Borneol increases blood-tumour barrier permeability by regulating the expression levels of tight junction-associated proteins.


PMID 27431008

Abstract

Selectively opening the blood-tumour barrier (BTB) is critical to deliver antitumour drugs from blood to tumour tissues. The BTB problem is attributed to the tight junctions (TJs), which consist of several transmembrane proteins. To investigate whether borneol could open the BTB by affecting TJ-associated proteins ZO-1, occludin, claudin-5 and F-actin in the rat model of C6 glioma. The plasma and brain tissue of C6 glioma rats were collected at different points after rats were administered with 35 or 140 mg/kg borneol and 0.5% CMC-Na, respectively. The permeability of BTB was assessed by cisplatin extravasation. The mRNA and protein expression levels of TJ-associated proteins were determined by QPCR, ELISA and immunohistochemistry.

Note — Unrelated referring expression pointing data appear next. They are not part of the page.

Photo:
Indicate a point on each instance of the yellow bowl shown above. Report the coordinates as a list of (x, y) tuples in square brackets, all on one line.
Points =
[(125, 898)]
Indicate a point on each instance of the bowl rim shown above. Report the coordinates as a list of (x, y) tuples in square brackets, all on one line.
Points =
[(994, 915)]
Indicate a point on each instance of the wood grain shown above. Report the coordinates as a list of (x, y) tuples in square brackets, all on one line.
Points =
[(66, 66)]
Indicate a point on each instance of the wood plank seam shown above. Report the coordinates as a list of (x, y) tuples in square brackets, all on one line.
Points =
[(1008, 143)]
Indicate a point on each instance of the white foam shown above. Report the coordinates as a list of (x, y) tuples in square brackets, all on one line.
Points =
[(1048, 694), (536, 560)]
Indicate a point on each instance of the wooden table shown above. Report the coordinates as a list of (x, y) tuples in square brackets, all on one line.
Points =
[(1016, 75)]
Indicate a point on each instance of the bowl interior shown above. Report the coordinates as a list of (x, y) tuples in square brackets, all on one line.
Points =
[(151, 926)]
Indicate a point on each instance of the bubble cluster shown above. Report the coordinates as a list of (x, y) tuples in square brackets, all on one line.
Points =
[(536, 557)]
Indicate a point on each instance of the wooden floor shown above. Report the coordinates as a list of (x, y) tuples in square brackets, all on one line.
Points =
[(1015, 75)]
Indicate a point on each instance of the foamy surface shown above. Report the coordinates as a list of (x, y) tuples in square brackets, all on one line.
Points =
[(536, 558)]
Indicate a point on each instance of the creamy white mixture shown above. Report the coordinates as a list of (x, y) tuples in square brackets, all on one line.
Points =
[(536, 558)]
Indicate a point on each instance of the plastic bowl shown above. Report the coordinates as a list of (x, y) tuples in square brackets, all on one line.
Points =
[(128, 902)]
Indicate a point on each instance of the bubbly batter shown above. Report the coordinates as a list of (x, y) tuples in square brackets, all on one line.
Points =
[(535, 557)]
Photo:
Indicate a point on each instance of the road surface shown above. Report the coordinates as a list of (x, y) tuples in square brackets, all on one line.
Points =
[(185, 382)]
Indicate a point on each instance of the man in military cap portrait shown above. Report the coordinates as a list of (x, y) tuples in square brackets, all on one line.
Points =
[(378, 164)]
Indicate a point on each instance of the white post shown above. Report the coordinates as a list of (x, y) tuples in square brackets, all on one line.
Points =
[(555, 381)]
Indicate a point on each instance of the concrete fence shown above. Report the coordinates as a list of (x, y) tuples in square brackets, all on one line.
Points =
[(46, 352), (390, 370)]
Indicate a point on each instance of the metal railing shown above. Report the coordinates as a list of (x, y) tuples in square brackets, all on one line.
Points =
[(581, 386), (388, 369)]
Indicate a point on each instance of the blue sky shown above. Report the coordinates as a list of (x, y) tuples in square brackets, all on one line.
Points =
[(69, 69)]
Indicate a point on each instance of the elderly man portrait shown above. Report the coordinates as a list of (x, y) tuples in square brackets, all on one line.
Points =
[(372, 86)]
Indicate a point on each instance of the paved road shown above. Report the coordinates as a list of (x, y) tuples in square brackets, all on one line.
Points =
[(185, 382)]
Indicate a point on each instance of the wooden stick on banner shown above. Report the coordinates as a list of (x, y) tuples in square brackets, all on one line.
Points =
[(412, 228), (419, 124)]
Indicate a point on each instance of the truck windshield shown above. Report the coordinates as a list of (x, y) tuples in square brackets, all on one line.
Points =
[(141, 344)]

The cisplatin bioavailability in the brain tissue of C6 glioma rats administered either 35 or 140 mg/kg borneol and 0.5% CMC-Na were 415.07, 227.04 and 192.07 (mg/mL/h), respectively. The mRNA and protein expression levels of ZO-1 and F-actin began to decrease from the time point of 2 min; the lowest levels in the borneol high-dose (46.7% decrease for ZO-1 and 63.3% for F-actin compared with control) and low-dose groups (54.3% for ZO-1; 77.9% for F-actin) appeared at the time points of 30 and 45 min, respectively. Thereafter, the levels were gradually restored to the level of borneol at 0 h. Occludin and claudin-5 expression levels were not significantly modified. Borneol could selectively open the BTB and consequently increase BTB permeability, and this mechanism is associated with the down-regulation of ZO-1 and F-actin.